LONDON (Realist English). The world’s biggest oil companies are being forced to make difficult financial choices as falling crude prices put an end to years of record profits and threaten the massive shareholder payouts that defined the post-Ukraine boom.
U.S. and European energy giants — including ExxonMobil, Chevron, Shell, BP and TotalEnergies — have begun cutting jobs and slashing costs, signaling a sharp turn from the exuberance of 2022, when soaring fossil fuel prices delivered combined profits of nearly $200 billion.

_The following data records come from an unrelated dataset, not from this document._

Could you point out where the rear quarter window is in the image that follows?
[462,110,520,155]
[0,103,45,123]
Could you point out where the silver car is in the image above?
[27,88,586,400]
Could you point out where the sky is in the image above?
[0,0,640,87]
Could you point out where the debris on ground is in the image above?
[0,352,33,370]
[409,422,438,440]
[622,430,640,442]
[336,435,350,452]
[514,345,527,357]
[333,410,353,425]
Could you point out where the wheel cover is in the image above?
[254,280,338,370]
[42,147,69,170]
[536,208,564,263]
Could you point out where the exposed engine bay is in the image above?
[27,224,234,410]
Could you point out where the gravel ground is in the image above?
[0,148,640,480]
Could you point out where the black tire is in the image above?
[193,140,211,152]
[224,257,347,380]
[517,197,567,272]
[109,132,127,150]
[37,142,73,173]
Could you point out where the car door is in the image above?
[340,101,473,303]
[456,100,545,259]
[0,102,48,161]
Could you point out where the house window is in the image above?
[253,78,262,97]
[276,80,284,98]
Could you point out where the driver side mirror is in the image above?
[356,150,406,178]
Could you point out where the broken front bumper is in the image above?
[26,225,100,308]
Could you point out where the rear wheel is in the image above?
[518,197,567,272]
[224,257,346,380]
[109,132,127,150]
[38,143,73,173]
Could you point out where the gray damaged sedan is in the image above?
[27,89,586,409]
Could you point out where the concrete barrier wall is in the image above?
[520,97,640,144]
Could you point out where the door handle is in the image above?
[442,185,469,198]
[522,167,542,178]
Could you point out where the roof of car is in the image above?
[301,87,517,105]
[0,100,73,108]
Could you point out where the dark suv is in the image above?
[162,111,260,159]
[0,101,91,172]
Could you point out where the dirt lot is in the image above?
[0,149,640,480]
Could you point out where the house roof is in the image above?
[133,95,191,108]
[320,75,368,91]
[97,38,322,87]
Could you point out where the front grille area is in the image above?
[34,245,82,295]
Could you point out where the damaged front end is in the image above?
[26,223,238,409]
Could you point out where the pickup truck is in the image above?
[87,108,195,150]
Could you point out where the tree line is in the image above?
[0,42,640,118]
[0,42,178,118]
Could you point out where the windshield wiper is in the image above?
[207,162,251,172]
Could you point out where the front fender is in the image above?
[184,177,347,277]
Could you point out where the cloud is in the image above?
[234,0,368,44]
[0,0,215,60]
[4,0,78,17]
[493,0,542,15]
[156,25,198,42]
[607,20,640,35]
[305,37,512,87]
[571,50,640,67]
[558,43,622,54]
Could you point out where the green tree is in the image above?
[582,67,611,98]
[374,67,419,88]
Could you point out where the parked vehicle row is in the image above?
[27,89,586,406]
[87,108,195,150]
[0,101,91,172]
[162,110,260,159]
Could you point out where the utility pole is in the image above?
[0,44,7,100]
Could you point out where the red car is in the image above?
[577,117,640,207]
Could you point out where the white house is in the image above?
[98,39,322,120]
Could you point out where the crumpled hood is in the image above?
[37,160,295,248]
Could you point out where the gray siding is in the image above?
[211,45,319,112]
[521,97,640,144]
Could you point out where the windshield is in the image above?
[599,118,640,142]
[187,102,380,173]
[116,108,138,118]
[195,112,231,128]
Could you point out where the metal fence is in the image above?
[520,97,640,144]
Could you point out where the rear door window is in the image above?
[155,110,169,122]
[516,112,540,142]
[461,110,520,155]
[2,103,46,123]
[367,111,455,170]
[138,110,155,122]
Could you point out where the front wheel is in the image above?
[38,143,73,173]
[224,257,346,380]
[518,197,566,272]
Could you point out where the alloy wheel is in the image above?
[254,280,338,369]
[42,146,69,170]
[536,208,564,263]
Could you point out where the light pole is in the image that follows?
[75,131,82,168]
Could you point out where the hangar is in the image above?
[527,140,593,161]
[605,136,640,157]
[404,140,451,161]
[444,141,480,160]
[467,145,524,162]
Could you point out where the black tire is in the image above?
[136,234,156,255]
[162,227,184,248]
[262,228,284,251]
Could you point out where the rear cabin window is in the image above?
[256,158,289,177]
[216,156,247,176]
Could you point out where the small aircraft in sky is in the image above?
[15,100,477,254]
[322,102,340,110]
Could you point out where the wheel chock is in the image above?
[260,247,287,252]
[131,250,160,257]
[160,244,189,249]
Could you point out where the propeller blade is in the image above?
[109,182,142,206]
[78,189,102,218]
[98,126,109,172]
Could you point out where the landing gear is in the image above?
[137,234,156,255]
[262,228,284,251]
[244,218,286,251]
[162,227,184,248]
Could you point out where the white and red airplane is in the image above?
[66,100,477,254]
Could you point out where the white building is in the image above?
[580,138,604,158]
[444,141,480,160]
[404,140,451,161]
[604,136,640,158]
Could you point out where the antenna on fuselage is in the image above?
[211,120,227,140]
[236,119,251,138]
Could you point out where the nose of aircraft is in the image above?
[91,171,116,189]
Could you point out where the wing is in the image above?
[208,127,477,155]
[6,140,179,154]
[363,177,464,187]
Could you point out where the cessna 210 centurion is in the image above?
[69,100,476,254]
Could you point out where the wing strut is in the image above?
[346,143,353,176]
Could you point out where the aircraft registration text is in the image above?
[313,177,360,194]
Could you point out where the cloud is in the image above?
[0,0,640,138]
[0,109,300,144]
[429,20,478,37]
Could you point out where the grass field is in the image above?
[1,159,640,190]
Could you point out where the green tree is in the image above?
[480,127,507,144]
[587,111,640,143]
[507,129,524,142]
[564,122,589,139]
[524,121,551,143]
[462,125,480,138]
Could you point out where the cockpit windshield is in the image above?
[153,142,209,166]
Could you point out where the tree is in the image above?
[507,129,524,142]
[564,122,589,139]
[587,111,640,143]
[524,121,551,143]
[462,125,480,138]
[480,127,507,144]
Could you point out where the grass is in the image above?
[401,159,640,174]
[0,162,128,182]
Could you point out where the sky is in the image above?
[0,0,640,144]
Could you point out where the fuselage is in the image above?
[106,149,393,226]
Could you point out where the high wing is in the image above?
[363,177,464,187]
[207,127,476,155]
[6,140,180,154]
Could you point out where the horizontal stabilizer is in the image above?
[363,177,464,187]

Flush with cash at the time, the so-called “supermajors” used their windfall to reward investors through aggressive dividends and buybacks, a practice U.N. Secretary-General António Guterres denounced as driven by “monster profits.”
Today, those policies are under strain. With Brent crude now trading near $63 a barrel, analysts warn that maintaining such payouts could push companies toward unsustainable debt levels.
“The environment has completely changed,” said Maurizio Carulli, global energy analyst at Quilter Cheviot. “Shareholder distributions at 50% of cash flow from operations are simply not viable when prices stay low.”
From buybacks to belt-tightening
In April, BP slashed its buyback program from $1.75 billion to $750 million after weak quarterly results, while TotalEnergies recently said it would slow the pace of repurchases “to retain room to maneuver” amid geopolitical and economic uncertainty.
“These are sensible moves,” Carulli said. “We’ll likely see others follow.”
S&P Global Ratings executive Thomas Watters warned that oil prices could fall into the $50 range next year as OPEC restores spare capacity and global inventories rise. “Companies will respond by cutting costs and capital spending wherever possible,” he told CNBC.
Avoiding a dividend shock
For now, most energy majors are reluctant to touch their dividends — the core of investor confidence.
“Buybacks are gravy, but dividends are the meat,” said Clark Williams-Derry of the Institute for Energy Economics and Financial Analysis (IEEFA). “Cutting buybacks is the easiest option. A dividend cut would send shivers through Wall Street.”
Earlier this year, Saudi Aramco stunned markets by reducing the world’s largest dividend, a move that triggered a decline in its share price and raised fears of contagion across the industry.
Searching for balance
Analysts say oil executives now face three unappealing choices: borrow to sustain payouts, scale back buybacks to preserve balance sheets, or cut investment — risking weaker future output.
“Whatever they choose, some investors will be unhappy,” Williams-Derry said.
Despite this, the downturn has so far been milder than many expected. Peter Low, co-head of energy research at Rothschild & Co Redburn, noted that oil prices have shown “surprising resilience” since President Donald Trump’s tariffs in April initially sparked fears of oversupply.
“The question now is whether companies can maintain their payout policies into the fourth quarter if prices stay weak,” Low said. “That’s when we’ll see if this new discipline holds.”
TotalEnergies and Shell are set to report third-quarter results on Oct. 30, followed by ExxonMobil and Chevron on Oct. 31, and BP on Nov. 4 — with investors bracing for a reality check on Big Oil’s next chapter.